To be a qualify disclosure, Revenue has to be satisfied that the disclosure is complete in relation to all matters giving rise to the tax liability.
The disclosure needs to be in writing and contain a calculation of tax and interest together with a payment.
Revenue determines the tax-geared penalty based on the category of tax default. Penalties range from 3% to 100% of the tax. The level of penalties vary also depending on whether there were previous disclosures within a five year period. There are various types of disclosure that can be made depending on the type of tax default.

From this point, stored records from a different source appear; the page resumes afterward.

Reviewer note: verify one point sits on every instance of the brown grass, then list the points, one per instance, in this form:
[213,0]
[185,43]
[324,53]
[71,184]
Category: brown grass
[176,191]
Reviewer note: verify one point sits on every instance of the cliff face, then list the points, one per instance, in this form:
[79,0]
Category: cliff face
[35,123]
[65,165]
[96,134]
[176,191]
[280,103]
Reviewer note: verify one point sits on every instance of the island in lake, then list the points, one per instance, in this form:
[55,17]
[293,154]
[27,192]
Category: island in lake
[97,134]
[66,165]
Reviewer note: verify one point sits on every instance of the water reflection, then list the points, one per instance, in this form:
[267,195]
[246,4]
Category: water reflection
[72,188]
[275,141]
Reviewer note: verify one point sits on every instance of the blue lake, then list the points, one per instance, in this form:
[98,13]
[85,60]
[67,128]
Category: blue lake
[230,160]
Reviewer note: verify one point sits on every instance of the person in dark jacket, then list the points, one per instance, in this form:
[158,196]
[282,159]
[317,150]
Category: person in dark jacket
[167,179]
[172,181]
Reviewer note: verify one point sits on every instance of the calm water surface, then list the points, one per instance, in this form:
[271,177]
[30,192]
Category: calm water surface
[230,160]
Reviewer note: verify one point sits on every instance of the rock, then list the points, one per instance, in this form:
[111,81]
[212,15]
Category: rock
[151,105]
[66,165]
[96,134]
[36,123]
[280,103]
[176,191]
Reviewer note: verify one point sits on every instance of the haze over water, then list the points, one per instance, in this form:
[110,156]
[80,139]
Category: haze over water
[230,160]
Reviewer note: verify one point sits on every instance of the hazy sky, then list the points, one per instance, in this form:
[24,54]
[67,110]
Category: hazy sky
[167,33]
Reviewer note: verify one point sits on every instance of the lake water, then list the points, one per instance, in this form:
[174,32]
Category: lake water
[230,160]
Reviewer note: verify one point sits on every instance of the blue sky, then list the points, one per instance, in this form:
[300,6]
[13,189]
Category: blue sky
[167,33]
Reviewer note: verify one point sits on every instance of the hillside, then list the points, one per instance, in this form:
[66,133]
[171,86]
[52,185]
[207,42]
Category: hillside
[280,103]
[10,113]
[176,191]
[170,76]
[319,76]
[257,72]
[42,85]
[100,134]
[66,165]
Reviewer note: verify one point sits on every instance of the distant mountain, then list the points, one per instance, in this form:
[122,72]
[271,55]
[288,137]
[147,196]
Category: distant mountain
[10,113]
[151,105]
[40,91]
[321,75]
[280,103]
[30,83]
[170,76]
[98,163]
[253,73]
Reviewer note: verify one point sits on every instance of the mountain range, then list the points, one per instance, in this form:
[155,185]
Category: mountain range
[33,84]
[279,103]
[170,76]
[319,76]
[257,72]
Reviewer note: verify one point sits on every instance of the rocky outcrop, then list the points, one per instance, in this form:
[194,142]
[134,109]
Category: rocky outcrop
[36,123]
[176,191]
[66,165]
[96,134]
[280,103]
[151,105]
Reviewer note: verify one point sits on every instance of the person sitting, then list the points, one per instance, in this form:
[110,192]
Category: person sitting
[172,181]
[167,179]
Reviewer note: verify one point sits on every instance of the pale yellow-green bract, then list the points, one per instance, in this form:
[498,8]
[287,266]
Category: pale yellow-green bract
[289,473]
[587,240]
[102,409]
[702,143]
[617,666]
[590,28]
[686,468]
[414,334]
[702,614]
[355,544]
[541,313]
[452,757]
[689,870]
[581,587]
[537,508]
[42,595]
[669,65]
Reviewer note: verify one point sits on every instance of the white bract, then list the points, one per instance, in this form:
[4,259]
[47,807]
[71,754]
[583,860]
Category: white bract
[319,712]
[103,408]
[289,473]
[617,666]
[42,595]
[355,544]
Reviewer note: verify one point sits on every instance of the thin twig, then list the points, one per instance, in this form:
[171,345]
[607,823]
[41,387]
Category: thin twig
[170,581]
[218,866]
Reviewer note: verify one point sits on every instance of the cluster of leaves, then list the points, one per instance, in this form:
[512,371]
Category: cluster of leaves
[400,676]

Tax default are categorised as follows:
- Deliberate Behaviour
- Careless Behaviour
- Other Careless Behaviour
1. Deliberate Behaviour & Qualifying Disclosures
Deliberate behaviour is more akin to fraud and it is the most serious category of tax default. If the disclosure falls under the deliberate behaviour category, the taxpayer must state amounts of all tax liability in respect of all tax-heads and all periods that were previously undisclosed.
2. Prompted Disclosure & Careless Behaviour
Most disclosures and tax settlements fall within this category which relates to the underpayment of tax greater than 15% of total tax due.
In the case of prompted Qualifying Disclosure in the ‘careless behaviour’ category tax default, the disclosure must state the amounts of all liabilities to tax and interest in respect of the relevant tax-head and periods within the scope of the audit.
3. Other Careless Behaviour
These are other defaults where the underpayment of the tax is less than 15% of the total liability.
The main advantages of making a prompted qualifying disclosure are as follows:
- Avoidance of publication regardless of the size of the settlement.
- Mitigation of Penalties: There is a significant mitigation in penalties. For example, penalties are reduced from 100% to 50% for a first qualifying disclosure in the deliberate behaviour category and penalties are reduced from 40% to 20% for careless behaviour with significant consequences.
- Revenue will not initiate an investigation with a view to prosecution of the taxpayer in relation to the matter disclosed.